Daha önce Kemalistler haklı mı çıktı diye sorup, tartışmıştım; epeyce itiraz geldi. İtiraz edenlerden bir grup ‘elbette haklı çıktı; kapatılan dergâhların, tarikatların tekrar aleni hale gelmesine göz yumulmasaydı, ne FETÖ nede onun yerine şimdiden aday olan diğerleri ortaya çıkabilir, ülke bu kadar büyük bir belayla karşılaşırdı’ diye özetlenebilecek gerekçelerini sıralamaktaydılar.
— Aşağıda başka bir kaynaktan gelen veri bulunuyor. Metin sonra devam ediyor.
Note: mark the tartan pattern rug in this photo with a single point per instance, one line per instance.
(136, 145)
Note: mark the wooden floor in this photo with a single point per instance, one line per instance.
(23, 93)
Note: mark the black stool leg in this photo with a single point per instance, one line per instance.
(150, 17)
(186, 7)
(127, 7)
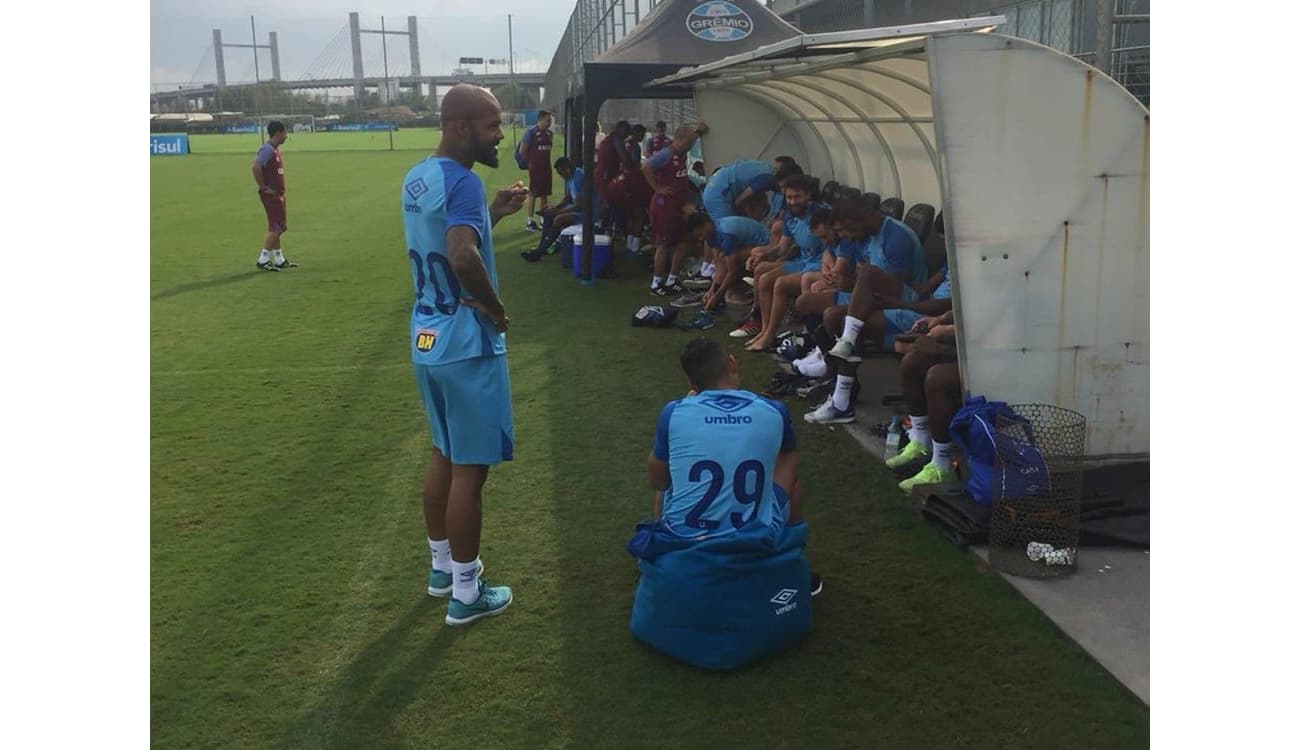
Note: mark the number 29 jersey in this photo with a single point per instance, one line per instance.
(720, 447)
(438, 194)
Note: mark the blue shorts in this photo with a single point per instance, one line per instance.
(468, 407)
(908, 295)
(716, 203)
(802, 265)
(897, 321)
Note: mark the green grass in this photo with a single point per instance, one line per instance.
(404, 139)
(289, 558)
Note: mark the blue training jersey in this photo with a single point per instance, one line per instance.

İtiraz eden bir diğer grup ise, tam aksi istikamette görüş ifade etmektedir. Onlara göre ‘eğer Cumhuriyet dergâhı, tarikatı, cem evini yasaklamasaydı, başka bir ifadeyle dini hayatı ve onu taşıyan geleneksel kurumları ortadan kaldırmaya girişip, baskı altına almasaydı, bunlar yaşanmazdı; çünkü bastırılan, yasaklanan dini gruplar yer altına inerek geleneksel formlarından da saparak FETÖ yapılanması gibi sapkın oluşumların ortaya çıkmasının önünü açılmıştır.’
Başkasının adamı
Önce bu iki görüşünde dikkate almadığı ortak bir yanlışa tekrar işaret etmek gerekir. Her nedense bu konuları ele alan birçok kimsede şu yanlış kanaat bulunmaktadır. “Bazı insanların bir dini grup haline gelip, bir cemaat oluşturduktan sonra devleti ele geçirmek için şeytanca bir planla bu işi yapmaya kalktıklarına dair bir görüş mevcuttur. Oysa FETÖ yapılanmasını, onun 15 Temmuz ihanetiyle ortaya çıkan yüzünü, onun faaliyetlerini herhangi bir dini grubun veya cemaatin eseri saymak meseleyi anlamamakta ısrar etmek demektir.”